Binomial sum with two parameters Let $m$ and $n$ be two integers. Evaluate 
$$S_{m,n}=\sum_{j=0}^{m} (-1)^j \binom{m}{j}\binom{mn-jn}{m+1}$$
At first, for $n=2$ I got $S_{m,2}=2^{m-1}m$, for $n=3$ I obtained $S_{m,3}=3^m m$, then I tried in vain to prove by induction that
$$S_{m,n}=\frac{n^k k(n-1)}{2}$$ 
 A: Suppose we  seek to evaluate
$$S(m,n) = \sum_{j=0}^m (-1)^j {m\choose j}
{mn-jn\choose m+1}.$$
Introduce
$${mn-jn\choose m+1} =
\frac{1}{2\pi i}
\int_{|z|=\epsilon}
\frac{1}{z^{m+2}} (1+z)^{mn-jn} \; dz.$$
This yields for the sum
$$\frac{1}{2\pi i}
\int_{|z|=\epsilon}
\frac{1}{z^{m+2}} (1+z)^{mn}
\sum_{j=0}^m 
(-1)^j {m\choose j} \frac{1}{(1+z)^{jn}}
\; dz
\\ = \frac{1}{2\pi i}
\int_{|z|=\epsilon}
\frac{1}{z^{m+2}} (1+z)^{mn}
\left(1-\frac{1}{(1+z)^n}\right)^m \; dz
\\ = \frac{1}{2\pi i}
\int_{|z|=\epsilon}
\frac{1}{z^{m+2}} ((1+z)^n-1)^m \; dz.$$
This is
$$[z^{m+1}] ((1+z)^n-1)^m
= [z^{m+1}] \left(nz+{n\choose 2}z^2+\cdots\right)^m.$$
This evaluates by inspection to
$${m\choose 1} n^{m-1} {n\choose 2}
= \frac{1}{2} n^m (n-1) m$$
because from the  $m$ terms being multiplied we must  choose one to be
$z^2$ to  ge a total of  $m+1$ and there  are $m-1$ terms in  $z$ with
coefficient $n.$
Observe that this formula produces zero when $n=1$ which is correct as well (second binomial coefficient is zero).
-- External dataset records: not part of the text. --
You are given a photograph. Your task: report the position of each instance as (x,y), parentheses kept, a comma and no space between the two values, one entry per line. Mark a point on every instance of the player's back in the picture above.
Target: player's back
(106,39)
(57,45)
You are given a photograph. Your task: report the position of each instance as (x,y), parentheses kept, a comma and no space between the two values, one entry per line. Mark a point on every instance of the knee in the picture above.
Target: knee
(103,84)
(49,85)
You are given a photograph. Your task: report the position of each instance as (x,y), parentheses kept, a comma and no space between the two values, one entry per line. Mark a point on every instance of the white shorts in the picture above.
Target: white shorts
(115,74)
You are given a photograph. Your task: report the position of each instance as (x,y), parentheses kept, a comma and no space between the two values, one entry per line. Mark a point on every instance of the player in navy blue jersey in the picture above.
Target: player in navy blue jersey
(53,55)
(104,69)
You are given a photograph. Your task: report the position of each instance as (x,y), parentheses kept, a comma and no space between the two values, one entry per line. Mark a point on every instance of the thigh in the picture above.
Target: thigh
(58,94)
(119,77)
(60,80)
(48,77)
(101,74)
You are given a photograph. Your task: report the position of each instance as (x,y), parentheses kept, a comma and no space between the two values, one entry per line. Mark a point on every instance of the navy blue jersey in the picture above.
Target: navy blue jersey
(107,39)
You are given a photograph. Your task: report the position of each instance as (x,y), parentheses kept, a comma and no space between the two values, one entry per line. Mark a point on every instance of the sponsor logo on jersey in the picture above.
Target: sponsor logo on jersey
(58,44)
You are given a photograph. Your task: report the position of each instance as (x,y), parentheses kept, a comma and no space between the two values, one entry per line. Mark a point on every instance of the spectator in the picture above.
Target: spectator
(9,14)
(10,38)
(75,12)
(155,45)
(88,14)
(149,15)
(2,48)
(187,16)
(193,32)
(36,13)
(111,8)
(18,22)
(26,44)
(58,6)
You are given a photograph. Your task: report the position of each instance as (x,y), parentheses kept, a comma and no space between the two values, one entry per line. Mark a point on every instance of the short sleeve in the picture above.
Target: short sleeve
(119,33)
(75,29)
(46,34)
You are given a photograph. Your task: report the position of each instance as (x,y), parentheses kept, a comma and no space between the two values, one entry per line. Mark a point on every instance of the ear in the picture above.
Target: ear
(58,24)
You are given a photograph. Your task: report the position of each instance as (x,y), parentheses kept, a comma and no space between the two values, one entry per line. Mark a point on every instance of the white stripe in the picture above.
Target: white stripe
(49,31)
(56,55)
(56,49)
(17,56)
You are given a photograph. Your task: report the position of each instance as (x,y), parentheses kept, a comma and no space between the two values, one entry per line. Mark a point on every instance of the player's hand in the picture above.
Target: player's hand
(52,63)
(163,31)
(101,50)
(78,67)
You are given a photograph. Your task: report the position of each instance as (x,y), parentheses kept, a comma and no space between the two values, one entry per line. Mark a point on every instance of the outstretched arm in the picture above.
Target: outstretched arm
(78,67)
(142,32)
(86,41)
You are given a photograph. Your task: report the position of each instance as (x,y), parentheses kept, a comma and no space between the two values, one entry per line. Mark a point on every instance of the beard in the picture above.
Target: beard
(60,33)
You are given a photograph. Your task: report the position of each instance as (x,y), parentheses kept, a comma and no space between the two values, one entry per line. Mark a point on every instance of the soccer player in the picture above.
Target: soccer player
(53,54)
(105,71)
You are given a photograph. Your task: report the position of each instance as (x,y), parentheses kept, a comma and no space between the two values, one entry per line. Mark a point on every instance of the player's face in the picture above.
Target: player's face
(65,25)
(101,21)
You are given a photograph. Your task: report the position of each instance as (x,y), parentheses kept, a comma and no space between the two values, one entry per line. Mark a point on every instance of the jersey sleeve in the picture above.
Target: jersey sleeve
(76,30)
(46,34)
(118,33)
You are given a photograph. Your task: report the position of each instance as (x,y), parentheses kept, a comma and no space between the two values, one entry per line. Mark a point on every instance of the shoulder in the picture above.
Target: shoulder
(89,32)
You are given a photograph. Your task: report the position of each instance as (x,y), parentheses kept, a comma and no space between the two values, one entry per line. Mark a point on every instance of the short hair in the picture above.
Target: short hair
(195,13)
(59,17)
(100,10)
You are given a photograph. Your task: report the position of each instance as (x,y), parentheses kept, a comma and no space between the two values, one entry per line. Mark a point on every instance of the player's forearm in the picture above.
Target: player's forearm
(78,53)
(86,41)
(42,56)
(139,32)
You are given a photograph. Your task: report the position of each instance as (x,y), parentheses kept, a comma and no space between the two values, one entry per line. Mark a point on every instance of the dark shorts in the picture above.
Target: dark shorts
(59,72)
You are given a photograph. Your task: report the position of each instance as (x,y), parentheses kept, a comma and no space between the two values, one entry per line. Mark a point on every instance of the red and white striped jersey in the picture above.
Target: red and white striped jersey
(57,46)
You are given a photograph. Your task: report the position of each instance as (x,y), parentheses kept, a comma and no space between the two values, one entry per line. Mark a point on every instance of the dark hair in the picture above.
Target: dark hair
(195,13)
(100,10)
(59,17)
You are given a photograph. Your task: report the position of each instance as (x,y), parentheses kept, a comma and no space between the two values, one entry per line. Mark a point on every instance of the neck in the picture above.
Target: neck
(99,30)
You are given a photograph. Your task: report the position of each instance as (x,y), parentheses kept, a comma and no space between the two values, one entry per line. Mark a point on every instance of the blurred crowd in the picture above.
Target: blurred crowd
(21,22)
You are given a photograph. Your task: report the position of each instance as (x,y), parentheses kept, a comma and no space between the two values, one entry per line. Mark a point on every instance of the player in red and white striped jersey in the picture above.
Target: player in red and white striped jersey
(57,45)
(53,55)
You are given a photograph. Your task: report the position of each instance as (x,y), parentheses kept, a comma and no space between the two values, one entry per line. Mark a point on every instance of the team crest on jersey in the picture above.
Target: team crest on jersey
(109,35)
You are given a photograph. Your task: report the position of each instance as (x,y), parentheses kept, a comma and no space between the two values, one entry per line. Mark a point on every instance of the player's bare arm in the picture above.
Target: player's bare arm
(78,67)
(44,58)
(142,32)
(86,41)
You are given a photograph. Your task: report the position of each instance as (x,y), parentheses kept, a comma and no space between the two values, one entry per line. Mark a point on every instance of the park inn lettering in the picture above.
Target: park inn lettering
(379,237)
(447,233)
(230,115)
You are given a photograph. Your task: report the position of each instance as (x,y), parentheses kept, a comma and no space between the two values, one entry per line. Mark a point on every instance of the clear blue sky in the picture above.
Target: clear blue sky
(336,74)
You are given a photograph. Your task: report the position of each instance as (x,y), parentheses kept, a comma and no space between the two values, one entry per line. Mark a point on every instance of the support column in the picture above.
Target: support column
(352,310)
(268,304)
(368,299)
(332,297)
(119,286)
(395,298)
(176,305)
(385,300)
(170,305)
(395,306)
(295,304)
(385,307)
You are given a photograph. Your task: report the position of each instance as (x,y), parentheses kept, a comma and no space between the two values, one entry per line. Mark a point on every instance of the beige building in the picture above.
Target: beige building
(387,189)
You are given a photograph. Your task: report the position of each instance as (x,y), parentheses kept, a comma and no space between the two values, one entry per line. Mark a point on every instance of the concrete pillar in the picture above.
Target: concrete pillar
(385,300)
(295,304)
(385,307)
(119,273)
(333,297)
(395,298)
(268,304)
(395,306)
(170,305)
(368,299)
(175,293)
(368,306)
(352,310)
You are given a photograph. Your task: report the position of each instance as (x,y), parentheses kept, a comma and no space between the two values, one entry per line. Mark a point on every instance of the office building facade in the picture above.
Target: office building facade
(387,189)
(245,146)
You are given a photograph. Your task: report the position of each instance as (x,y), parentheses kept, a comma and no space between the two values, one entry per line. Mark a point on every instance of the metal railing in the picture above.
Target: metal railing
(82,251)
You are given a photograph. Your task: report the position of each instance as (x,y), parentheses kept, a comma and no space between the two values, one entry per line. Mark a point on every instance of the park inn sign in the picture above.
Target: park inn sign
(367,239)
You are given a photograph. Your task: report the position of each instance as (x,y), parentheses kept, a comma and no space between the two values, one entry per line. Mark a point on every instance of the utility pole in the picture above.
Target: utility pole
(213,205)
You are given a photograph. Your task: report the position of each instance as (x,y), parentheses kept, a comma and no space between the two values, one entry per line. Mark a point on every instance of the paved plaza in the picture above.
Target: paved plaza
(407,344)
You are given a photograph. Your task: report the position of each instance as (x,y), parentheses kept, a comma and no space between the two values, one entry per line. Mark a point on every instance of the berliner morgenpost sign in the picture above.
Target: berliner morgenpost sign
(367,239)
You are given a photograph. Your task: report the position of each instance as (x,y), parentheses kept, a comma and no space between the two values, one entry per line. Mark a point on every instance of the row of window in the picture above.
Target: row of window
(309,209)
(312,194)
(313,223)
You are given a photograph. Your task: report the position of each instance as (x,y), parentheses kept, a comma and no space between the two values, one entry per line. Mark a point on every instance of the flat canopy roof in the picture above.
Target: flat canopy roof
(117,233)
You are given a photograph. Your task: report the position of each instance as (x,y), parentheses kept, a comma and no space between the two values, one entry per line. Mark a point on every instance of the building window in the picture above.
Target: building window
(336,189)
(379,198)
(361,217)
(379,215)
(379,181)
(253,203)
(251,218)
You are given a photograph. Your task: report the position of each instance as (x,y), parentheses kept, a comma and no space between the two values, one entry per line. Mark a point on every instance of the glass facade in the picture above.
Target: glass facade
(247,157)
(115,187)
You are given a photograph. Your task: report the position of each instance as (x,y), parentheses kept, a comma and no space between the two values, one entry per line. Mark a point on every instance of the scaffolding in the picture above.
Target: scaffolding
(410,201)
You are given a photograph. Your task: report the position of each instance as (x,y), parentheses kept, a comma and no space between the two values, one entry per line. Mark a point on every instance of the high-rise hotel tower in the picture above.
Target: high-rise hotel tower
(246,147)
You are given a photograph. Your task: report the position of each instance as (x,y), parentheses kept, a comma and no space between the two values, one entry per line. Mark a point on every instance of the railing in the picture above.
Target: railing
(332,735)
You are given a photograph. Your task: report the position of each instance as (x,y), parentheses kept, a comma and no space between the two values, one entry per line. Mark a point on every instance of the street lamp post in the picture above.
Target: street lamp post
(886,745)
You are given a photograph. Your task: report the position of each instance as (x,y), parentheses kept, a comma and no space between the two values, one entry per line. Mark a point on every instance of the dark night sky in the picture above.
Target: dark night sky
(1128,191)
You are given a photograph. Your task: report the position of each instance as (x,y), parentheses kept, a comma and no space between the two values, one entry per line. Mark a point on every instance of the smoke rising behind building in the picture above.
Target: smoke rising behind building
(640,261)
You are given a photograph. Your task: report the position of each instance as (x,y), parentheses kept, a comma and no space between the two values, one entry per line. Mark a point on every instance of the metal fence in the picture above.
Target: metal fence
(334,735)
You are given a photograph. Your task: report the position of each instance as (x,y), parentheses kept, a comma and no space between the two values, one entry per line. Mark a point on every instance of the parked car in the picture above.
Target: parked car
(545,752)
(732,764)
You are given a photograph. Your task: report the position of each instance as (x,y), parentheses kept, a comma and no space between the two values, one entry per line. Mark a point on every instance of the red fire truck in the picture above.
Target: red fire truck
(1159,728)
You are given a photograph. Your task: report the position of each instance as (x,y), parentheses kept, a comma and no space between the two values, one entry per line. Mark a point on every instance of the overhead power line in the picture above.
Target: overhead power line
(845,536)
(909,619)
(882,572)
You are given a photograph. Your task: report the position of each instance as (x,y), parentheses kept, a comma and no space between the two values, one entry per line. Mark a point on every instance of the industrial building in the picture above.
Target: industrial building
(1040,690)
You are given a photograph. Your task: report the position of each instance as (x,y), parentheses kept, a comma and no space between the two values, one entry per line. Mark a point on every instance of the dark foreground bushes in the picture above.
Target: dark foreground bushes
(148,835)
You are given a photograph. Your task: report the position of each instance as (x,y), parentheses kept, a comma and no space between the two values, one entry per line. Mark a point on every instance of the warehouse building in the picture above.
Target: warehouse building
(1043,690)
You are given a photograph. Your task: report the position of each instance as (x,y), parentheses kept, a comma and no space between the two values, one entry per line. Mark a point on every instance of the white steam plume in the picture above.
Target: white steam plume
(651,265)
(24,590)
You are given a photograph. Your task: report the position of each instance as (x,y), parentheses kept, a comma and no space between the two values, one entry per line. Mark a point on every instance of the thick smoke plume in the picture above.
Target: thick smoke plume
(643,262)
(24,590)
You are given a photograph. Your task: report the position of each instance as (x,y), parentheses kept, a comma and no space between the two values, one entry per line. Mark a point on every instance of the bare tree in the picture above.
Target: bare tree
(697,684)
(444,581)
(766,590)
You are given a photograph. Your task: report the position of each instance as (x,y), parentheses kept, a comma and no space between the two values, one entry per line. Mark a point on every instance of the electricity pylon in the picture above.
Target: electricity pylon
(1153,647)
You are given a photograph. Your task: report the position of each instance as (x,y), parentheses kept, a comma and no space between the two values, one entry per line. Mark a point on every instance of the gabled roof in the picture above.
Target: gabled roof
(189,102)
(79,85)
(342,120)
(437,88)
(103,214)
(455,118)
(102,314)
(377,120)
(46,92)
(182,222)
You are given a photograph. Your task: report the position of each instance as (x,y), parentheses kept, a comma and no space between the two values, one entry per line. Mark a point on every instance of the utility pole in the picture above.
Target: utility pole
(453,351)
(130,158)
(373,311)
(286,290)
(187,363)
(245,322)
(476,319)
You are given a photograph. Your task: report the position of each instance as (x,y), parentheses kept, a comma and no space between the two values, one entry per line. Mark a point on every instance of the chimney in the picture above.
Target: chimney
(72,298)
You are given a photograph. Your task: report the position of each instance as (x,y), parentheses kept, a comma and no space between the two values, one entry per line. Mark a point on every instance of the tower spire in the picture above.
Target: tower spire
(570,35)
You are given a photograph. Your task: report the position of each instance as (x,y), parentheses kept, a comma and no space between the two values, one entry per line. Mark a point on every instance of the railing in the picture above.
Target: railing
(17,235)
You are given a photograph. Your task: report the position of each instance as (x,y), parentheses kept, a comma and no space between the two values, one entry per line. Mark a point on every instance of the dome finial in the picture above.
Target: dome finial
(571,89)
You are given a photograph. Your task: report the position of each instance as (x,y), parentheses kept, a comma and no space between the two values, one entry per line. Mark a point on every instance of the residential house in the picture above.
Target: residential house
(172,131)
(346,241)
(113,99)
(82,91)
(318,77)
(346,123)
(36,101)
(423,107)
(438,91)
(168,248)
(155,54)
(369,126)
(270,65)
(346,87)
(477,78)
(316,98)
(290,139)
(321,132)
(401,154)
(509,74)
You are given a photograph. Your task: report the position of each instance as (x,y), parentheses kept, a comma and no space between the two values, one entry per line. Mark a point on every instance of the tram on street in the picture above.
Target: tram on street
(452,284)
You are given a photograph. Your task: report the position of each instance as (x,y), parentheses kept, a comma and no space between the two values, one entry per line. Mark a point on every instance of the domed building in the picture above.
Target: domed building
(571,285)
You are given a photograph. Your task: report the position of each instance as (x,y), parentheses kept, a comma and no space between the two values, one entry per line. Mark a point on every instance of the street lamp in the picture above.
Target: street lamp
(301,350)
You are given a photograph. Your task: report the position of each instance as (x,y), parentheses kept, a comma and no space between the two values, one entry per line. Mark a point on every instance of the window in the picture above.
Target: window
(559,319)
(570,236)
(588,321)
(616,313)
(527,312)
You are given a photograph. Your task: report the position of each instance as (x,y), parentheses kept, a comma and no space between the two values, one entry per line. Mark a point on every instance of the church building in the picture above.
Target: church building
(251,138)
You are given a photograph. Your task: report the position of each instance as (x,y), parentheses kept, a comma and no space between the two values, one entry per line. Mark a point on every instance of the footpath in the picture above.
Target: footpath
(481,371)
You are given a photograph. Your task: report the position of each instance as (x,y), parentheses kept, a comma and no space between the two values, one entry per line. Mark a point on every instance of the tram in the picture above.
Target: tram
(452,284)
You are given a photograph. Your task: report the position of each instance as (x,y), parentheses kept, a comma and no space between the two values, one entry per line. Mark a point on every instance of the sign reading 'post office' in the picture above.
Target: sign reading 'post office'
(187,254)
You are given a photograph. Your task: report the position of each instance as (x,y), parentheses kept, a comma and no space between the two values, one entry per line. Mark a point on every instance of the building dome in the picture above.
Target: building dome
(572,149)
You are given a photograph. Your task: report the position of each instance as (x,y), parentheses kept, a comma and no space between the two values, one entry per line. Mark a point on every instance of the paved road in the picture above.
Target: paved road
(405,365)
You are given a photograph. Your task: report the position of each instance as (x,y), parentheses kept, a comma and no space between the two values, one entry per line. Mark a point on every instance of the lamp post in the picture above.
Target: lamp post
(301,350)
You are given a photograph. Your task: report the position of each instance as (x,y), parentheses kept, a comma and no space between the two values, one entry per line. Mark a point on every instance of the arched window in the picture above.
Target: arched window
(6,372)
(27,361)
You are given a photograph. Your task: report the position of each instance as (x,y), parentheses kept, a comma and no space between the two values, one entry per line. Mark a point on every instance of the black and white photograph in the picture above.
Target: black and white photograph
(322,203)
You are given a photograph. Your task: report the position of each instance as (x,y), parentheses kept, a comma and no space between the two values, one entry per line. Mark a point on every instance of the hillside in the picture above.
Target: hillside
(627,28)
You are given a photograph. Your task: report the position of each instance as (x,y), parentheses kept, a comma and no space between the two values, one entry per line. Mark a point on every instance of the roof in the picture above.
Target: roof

A: The left-hand side counts, using inclusion/exclusion, the number of ways to drop $m+1$ ping-pong balls into a rectangular array of beer glasses with $m$ rows and $n$ columns, so that each row gets at least one ping-pong ball.
The right-hand side is a direct count, which is easy since all rows but one contain one ball, and the remaining row contains two balls.